Another thing to realize, as has been pointed out, opening up a hive for inspection aggravates the problem. The main reason is, the bees frequently seal the shb into cracks and crevices with propolis. When we open the hives, we break that seal, thus releasing the shb. Pay particular attention when you pop the inner cover. Frequently the bees seal them in propolis up under the inner cover along the edge or in the corner. Keep your hive tool handy, that's the best way to execute those little buggers...crush them! :lpf:

Another thing to watch out for, is if you don't have enough oil in your traps, the shb will use it as a refuge from the bees, and when you open the hive, out they pour. So be ready with the hive tool again. I'm not sure about the cd traps, others can chime in on those. I've found I have to empty and clean my AJ traps twice a season, as the bees manage to keep them fairly well occupied with soon to be dead shb.
Regards,
Steven


----------



## Mike Snodgrass (Mar 11, 2010)

Cd traps with combat platinum in them with a little pollen in the middle didnt lure or trap a sngl SHB in my hives this late summer/fall. I finally pulled them and said heck with it. Going with the oil/beetle traps.


----------



## seamuswildhoney (Jul 24, 2008)

I have 2 of the oil traps in my hives. when I put them in I saw lots of beetles drowned after just a few minutes, after a few days dozens of them, some varroa mites as well. I want every hive I have with one of those traps!


----------



## David LaFerney (Jan 14, 2009)

Just want to comment about the BB oil traps - 

They *do* work in that they catch lots of beetles, beetle larva, and wax moth larva. They *do not eliminate* beetles from the hives. It seems like they would, but I ran them on 5 of my 10 hives all season, and during inspections I don't know if you could really see a big difference in beetle pop between the haves and have nots. 

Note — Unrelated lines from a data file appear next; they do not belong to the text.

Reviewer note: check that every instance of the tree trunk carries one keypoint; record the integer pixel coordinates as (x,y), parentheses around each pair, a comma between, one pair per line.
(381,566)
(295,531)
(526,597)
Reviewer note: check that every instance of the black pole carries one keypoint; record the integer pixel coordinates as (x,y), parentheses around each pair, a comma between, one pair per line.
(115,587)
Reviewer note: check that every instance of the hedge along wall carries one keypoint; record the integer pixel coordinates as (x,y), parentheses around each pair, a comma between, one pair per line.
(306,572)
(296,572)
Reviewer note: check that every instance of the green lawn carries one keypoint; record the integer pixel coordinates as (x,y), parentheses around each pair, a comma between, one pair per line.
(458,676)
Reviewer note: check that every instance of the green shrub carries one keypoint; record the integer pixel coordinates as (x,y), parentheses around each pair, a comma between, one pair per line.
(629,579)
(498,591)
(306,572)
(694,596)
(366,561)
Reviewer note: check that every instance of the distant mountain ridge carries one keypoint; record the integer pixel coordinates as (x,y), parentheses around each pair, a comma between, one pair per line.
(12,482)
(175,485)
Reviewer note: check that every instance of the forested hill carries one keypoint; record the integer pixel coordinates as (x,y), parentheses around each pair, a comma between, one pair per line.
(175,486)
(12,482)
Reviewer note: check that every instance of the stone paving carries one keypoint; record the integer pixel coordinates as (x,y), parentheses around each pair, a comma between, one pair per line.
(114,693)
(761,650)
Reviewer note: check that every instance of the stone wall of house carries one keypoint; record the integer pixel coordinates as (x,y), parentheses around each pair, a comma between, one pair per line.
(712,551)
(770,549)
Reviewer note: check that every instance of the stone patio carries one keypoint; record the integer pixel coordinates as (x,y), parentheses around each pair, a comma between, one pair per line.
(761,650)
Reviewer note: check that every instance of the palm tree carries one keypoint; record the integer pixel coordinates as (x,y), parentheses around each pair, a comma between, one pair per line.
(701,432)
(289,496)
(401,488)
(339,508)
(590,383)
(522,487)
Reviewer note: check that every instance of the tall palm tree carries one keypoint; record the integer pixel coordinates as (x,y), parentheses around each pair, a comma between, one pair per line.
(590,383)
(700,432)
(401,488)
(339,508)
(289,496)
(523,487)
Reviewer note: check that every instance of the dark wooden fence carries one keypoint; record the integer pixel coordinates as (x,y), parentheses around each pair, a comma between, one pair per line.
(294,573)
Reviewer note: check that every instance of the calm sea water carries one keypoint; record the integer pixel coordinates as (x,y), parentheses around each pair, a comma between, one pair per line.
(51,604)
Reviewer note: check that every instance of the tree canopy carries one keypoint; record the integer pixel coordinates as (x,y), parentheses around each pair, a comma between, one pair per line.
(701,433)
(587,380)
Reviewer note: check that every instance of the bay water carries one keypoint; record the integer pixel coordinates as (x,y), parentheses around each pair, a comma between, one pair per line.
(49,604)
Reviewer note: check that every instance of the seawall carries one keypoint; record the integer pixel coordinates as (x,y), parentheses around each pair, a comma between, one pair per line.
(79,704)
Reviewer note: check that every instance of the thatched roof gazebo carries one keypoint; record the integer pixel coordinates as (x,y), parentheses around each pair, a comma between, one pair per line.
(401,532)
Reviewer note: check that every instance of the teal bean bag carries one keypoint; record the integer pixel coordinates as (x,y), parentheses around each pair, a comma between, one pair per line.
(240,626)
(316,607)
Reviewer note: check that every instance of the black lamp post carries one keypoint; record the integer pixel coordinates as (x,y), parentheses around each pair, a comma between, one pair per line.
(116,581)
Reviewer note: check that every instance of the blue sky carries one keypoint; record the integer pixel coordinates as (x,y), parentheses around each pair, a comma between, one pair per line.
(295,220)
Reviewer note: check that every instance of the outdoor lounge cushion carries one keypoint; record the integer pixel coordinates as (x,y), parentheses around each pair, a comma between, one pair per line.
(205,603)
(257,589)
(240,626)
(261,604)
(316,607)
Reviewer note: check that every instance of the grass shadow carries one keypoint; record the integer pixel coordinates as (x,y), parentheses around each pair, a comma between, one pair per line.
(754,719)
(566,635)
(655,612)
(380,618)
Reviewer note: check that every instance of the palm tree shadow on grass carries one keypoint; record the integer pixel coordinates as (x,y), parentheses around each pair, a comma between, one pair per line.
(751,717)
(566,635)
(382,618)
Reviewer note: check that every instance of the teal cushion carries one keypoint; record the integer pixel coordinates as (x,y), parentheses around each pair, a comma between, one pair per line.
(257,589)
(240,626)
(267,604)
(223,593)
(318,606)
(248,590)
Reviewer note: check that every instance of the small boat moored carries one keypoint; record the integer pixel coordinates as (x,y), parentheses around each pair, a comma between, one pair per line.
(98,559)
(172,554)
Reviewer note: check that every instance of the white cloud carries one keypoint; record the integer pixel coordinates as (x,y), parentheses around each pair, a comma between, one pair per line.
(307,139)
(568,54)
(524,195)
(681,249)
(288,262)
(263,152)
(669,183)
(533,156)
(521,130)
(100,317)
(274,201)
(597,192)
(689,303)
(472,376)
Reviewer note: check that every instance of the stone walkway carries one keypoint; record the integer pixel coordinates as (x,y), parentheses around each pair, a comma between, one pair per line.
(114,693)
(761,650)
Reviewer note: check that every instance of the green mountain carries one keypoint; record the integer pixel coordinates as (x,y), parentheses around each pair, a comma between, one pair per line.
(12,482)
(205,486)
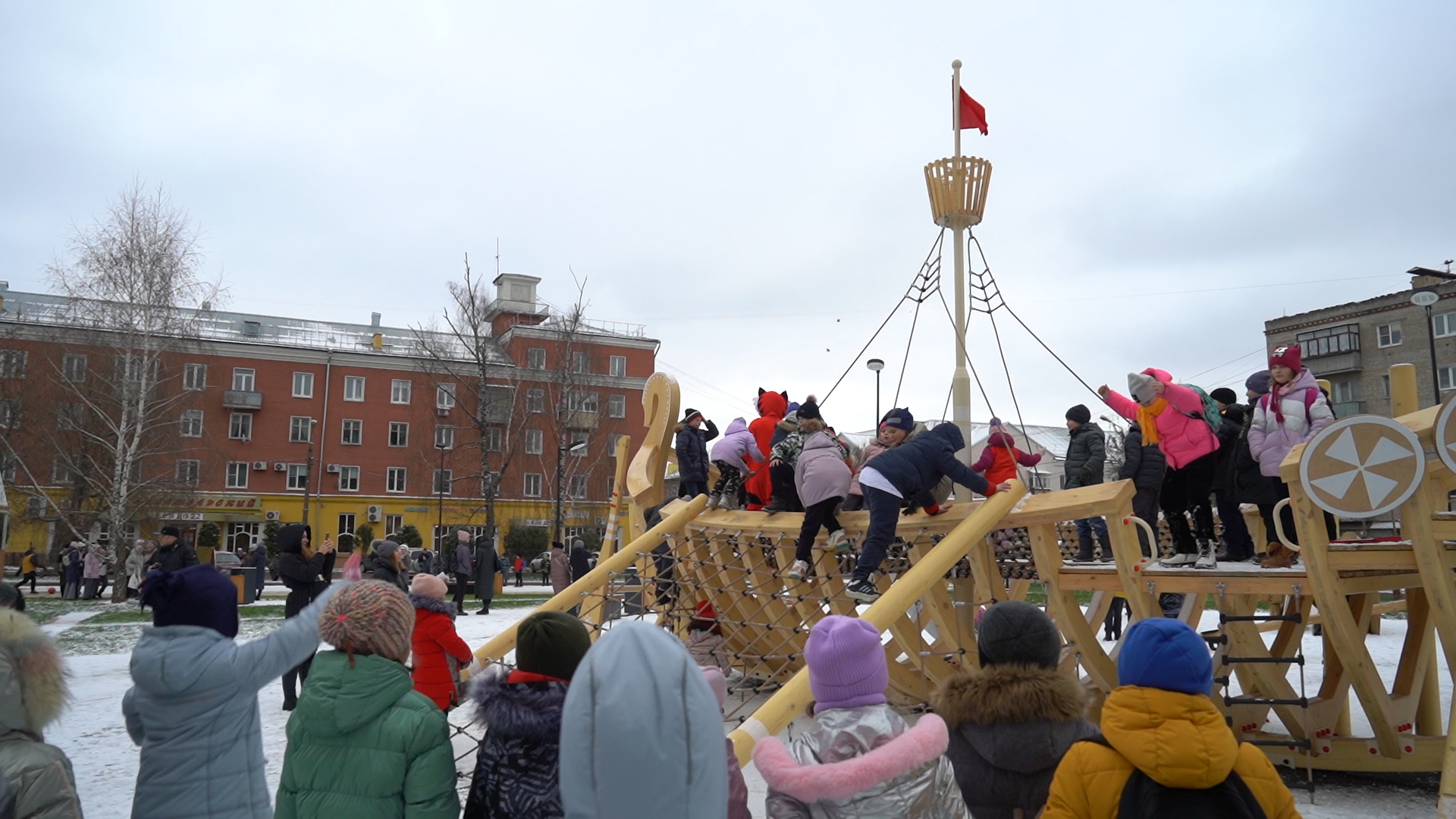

Maybe my total beetle population is lower - I don't know. I do know that the hives that get a good bit of shade always have more beetles. Also the beetles really seem to home in on any weak hives. 

Also, the oil gets REALLY nasty and changing it is one more unpleasant thing that you have to do on a timely schedule. 

My conclusion is that keeping them strong and in the sun is the primary defense against SHB.


----------



## devdog108 (May 7, 2009)

Its combat Roach Gel, there is a difference and it made a huge impact on mine personally....


----------



## AstroBee (Jan 3, 2003)

I suspect that you guys to my south have bigger problems with SHB than we do. I've had them for the past 8 years and have had minimal losses. I suspect that with many things in beekeeping that local conditions have a big part in a hive's ability to deal with SHB. In the beginning, my hives were quarantined and state-mandated treatments were applied. Basically none of these treatments had any significant effect. What worked best for me was to make sure my hives were in full sun (all day sun) and keep colonies strong. Of course you really need to watch splits and unattended honey supers. None of what I have said here is new, but the point I'd like to make is that before you run out and get the latest chems to throw into your hive first assess whether you have a "real" problem. I personally believe (again, locally at least) that strong colonies can manage a certain population of beetles with minimal impact. Since the first two years of my SHB experience, I have stopped all treatments and traps. I have become one with the beetle  Of course certain practices have changed, but all is still manageable.


----------



## fatscher (Apr 18, 2008)

Have any of you all tried the beetle jail?
Small Hive Beetle Goes to Jail


----------



## rrussell6870 (May 14, 2009)

Mike Snodgrass said:


> Cd traps with combat platinum in them with a little pollen in the middle didnt lure or trap a sngl SHB in my hives this late summer/fall. I finally pulled them and said heck with it. Going with the oil/beetle traps.


Mike, The roach gel needs to be mixed with a pollen substitute or pollen that has been mixed with honey or syrup and allowed to ferment.


----------



## rrussell6870 (May 14, 2009)

fatscher said:


> Have any of you all tried the beetle jail?
> Small Hive Beetle Goes to Jail


Yes, they do work, and would be a major help in prevention when used in a proper control program for a hobbiest or side-liner... They are just not feasible for commercial operations though... 

See thread titled "Is this the answer to SHB?" on this forum...


----------



## devdog108 (May 7, 2009)

I didnt need to add a pollen substitute or anything else for that matter to get it to work. Just a drop or two in each cd case and bam.....


----------



## fatscher (Apr 18, 2008)

rrussell6870 said:


> ...They are just not feasible for commercial operations though...


Oh yeah, true, no way. At $35 a pop, you'd be out of business from buying those traps. I bought 2, for my two experimental hives.


----------